Yes that all sounds correct to me, except: A GTX 460 is still heaps (more than 2x) faster than a GTX 260. I have got one GTX 260 at home and on the chess scene I get ~4.15 Msamples/s while on the GTX 460 I get ~8.75 Msamples/sJaberwocky wrote:to samCameron
Further to my post above.
This is a quote from the Annandtech site i linked to regarding testing of the GF104 - Fermi chip as used in the GTX460
"Due to the fact that NVIDIA added an additional block of CUDA cores to an SM without adding another warp scheduler, the resulting superscalar design requires that the card extract ILP from the warps in order to simultaneously utilize all 3 blocks of CUDA cores.
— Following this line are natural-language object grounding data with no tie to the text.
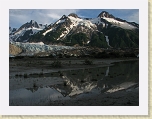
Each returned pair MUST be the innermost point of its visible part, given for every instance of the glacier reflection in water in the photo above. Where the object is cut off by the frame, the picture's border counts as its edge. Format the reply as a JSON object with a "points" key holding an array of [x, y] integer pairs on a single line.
{"points": [[82, 82]]}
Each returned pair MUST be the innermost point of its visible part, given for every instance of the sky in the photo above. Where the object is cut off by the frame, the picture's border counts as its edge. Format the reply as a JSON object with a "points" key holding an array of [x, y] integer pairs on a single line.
{"points": [[18, 17]]}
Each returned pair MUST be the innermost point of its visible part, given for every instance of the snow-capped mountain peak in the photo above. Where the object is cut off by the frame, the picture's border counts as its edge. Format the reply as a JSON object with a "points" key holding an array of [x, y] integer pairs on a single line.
{"points": [[105, 14]]}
As a result the range of best case to worst case scenarios is wider on GF104 than it is GF100: while GF100 could virtually always keep 2 warps going and reach peak utilization, GF104 can only reach peak utilization when at least 1 of the warps has an ILP-safe instruction waiting to go, otherwise the 3rd block of CUDA cores is effectively stalled and a GTX 460 performs more like a 224 CUDA core part. Conversely with a total of 4 dispatch units GF104 is capable of exceeding GF100’s efficiency by utilizing 4 of 7 execution blocks in an SM instead of 2 of 6.
Or in other words, GF104 has the possibility of being more or less efficient than GF100."
This then may be a possible explination on why the GTX460 - using the GF104 GPU design ,although appearing to use all the cores is still no faster using Cuda 3.2 and is in fact only as fast an old GTX260/280 card and a lot slower than the GTX 465/470 cards which used the older GF100 GPU.
Perhaps someone at Refractive could comment.
In general there seems to be a misconception regarding cores and stuff: Usually it's not possible to keep all cores busy all the time. Everytime there is a branch in the code, it is possible, that part of the shaders processors (/cores) used for one block have to wait. The problem with the GTX 460 is, that the block size is larger and therefor a larger number of cores potentially gets stalled. I guess, this what we see here. BUT as I said before: GTX 460 is still a lot better than a GTX 260.
Cheers,
Marcus